Über den Autor Laurence Anholt
„Laurence Anholt hat in seiner 30-jährigen Karriere als Schriftsteller und Illustrator schon mehr als 200 Bücher veröffentlicht. Er stammt aus einer niederländischen Familie mit persischen Wurzeln und hat in London Bildende Kunst studiert. Heute lebt er mit seiner Frau Catherine in Südengland in einem Öko-Cottage am Meer und interessiert sich vor allem für Bücher, Bienen und Buddhismus.“ (Droemer Knaur)

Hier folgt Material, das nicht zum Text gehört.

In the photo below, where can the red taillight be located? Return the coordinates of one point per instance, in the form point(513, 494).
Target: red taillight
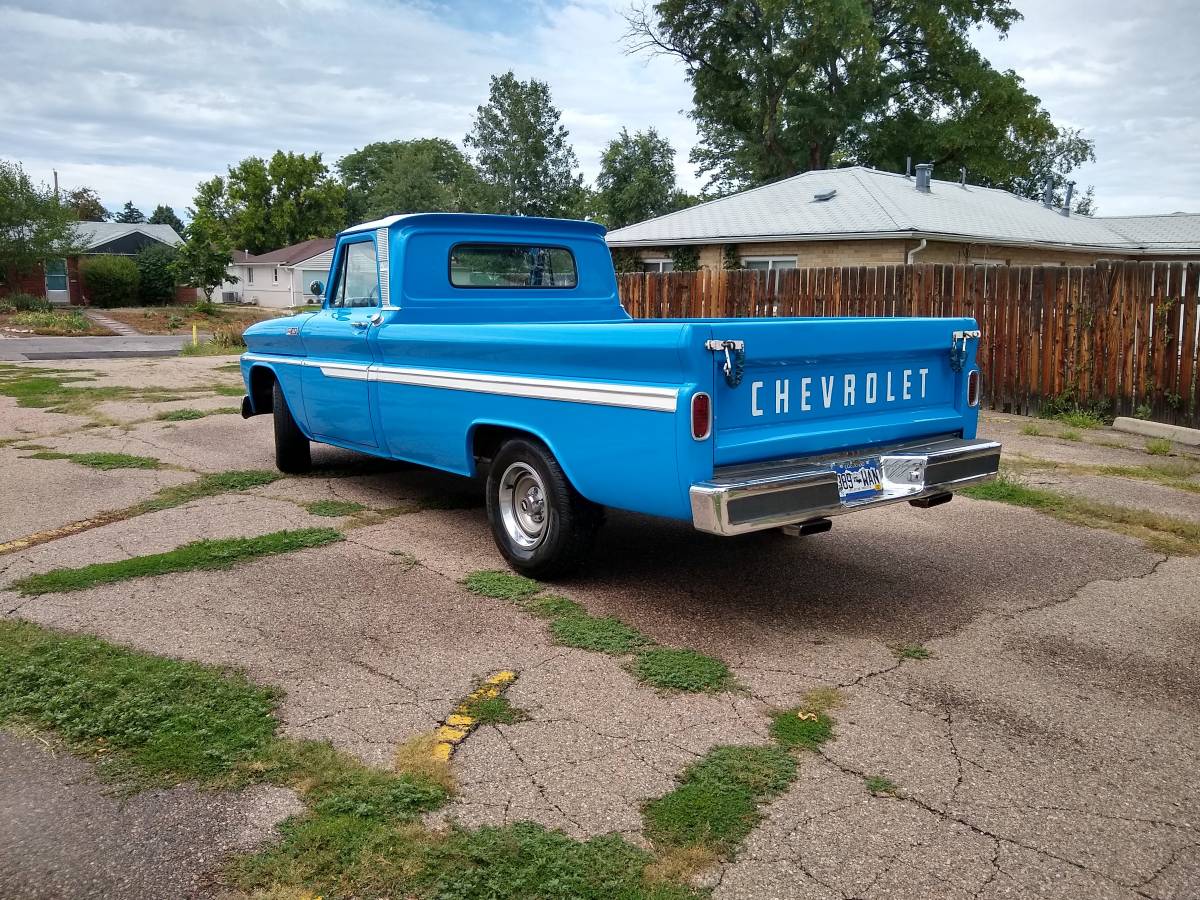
point(701, 415)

Fazit zu „Der achtsame Mr. Caine und die Tote im Tank“ von Laurence Anholt
Laurens Anholt hat mit “ „Der achtsame Mr. Caine und die Tote im Tank“ einen wirklich ungewöhnlichen Krimi vorgelegt, der mich gleich zu Anfang sehr überrascht hat, denn mir war bewusst, dass man über Achtsamkeit schreiben kann, dass man sie aber auch in einem Krimi ausleben kann, habe ich erst verstanden, nachdem ich diesen Krimi von Laurence Anholt gehört habe. Er wendet diese Achtsamkeit nämlich an und zeigt in jeder einzelnen Szene mit einer gewissen Bedeutung.
Letztendlich war „Der achtsame Mr. Caine und die Tote im Tank“ von Laurence Anholt für mich eine deutliche Überraschung, sodass ich sagen kann, ich freue mich bereits auf eine Fortsetzung.
Hierbei bin ich mir allerdings sicher, dass Laurence Anholt die gleiche Achtsamkeit walten lässt, wie ich sie im ersten Teil der Reihe rund um Mr Caine zu schätzen gelernt habe.
Mir ist bewusst, dass dieser Krimi möglicherweise nicht unbedingt für alle Krimi und Thrillerfreunde gleichermaßen geeignet ist, wer aber auf der Suche nach einem vergleichsweise blutigen aber dennoch spannenden Krimi ist, der sollte es einmal mit der neuen Reihe von Laurence Anholt versuchen.
Ich bin mir sicher, all jene, die nicht unbedingt den klassischen Krimi oder Thriller erwarten, es eher ruhiger und unaufgeregt mögen, werden „Der achtsame Mr. Caine und die Tote im Tank“ von Laurence Anholt mit ihren Spaß haben.